例如，std::bind可以接收std::ref()到某物，按值传输它，然后将其解包回引用。

void print(int i) {
    std::cout << i << '\n';
}

int main() {
    int i = 10;

    auto f1 = std::bind(print, i);
    auto f2 = std::bind(print, std::ref(i));

    i = 20;

    f1();
    f2();
}

This snippet outputs :

此代码段输出：

10
20

The value of ihas been stored (taken by value) into f1at the point it was initialized, but f2has kept an std::reference_wrapperby value, and thus behaves like it took in an int&.

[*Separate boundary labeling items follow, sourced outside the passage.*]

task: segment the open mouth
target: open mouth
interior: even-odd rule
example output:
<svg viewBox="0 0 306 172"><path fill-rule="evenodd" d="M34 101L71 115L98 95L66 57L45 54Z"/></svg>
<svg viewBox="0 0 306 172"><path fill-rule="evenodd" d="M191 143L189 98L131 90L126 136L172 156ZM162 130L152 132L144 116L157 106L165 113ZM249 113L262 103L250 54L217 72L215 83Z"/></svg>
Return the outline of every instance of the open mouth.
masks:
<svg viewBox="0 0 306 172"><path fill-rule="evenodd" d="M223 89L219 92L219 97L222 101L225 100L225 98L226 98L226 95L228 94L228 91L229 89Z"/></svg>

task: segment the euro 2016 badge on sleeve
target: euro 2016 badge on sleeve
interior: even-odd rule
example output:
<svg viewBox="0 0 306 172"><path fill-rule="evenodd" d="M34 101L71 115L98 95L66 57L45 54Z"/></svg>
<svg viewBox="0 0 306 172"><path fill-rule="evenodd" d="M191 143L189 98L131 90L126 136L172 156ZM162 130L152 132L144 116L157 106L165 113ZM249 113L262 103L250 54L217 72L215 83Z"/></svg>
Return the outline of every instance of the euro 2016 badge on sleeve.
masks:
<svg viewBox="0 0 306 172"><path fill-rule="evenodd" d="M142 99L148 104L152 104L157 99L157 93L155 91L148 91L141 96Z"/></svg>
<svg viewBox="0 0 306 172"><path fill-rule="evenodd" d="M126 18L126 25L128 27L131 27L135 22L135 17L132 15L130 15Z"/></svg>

的值在初始化时i已被存储（按值获取）f1，但f2保留了一个std::reference_wrapperby 值，因此它的行为就像它在一个int&.

A reference (T&or T&&) is a special element in C++ language. It allows to manipulate an object by referenceand has special use cases in the language. For example, you cannot create a standard container to hold references: vector<T&>is ill formed and generates a compilation error.

引用（T&或T&&）是 C++ 语言中的特殊元素。它允许通过引用操作对象，并且在语言中有特殊用例。例如，您不能创建标准容器来保存引用：格式vector<T&>错误并生成编译错误。

A std::reference_wrapperon the other hand is a C++ object able to hold a reference. As such, you can use it in standard containers.

std::reference_wrapper另一方面，A是一个能够保存引用的 C++ 对象。因此，您可以在标准容器中使用它。

std::refis a standard function that returns a std::reference_wrapperon its argument. In the same idea, std::crefreturns std::reference_wrapperto a const reference.

std::ref是一个标准函数，std::reference_wrapper它在其参数上返回 a 。同理，std::cref返回std::reference_wrapper一个常量引用。

One interesting property of a std::reference_wrapper, is that it has an operator T& () const noexcept;. That means that even if it is a true object, it can be automatically converted to the reference that it is holding. So:

a 的一个有趣属性std::reference_wrapper是它有一个operator T& () const noexcept;。这意味着即使它是一个真正的 object，它也可以自动转换为它所持有的引用。所以：

• as it is a copy assignable object, it can be used in containers or in other cases where references are not allowed
• thanks to its operator T& () const noexcept;, it can be used anywhere you could use a reference, because it will be automatically converted to it.

• 因为它是一个可复制赋值的对象，所以它可以用于容器或其他不允许引用的情况
• 由于它的operator T& () const noexcept;，它可以在任何可以使用引用的地方使用，因为它会自动转换为它。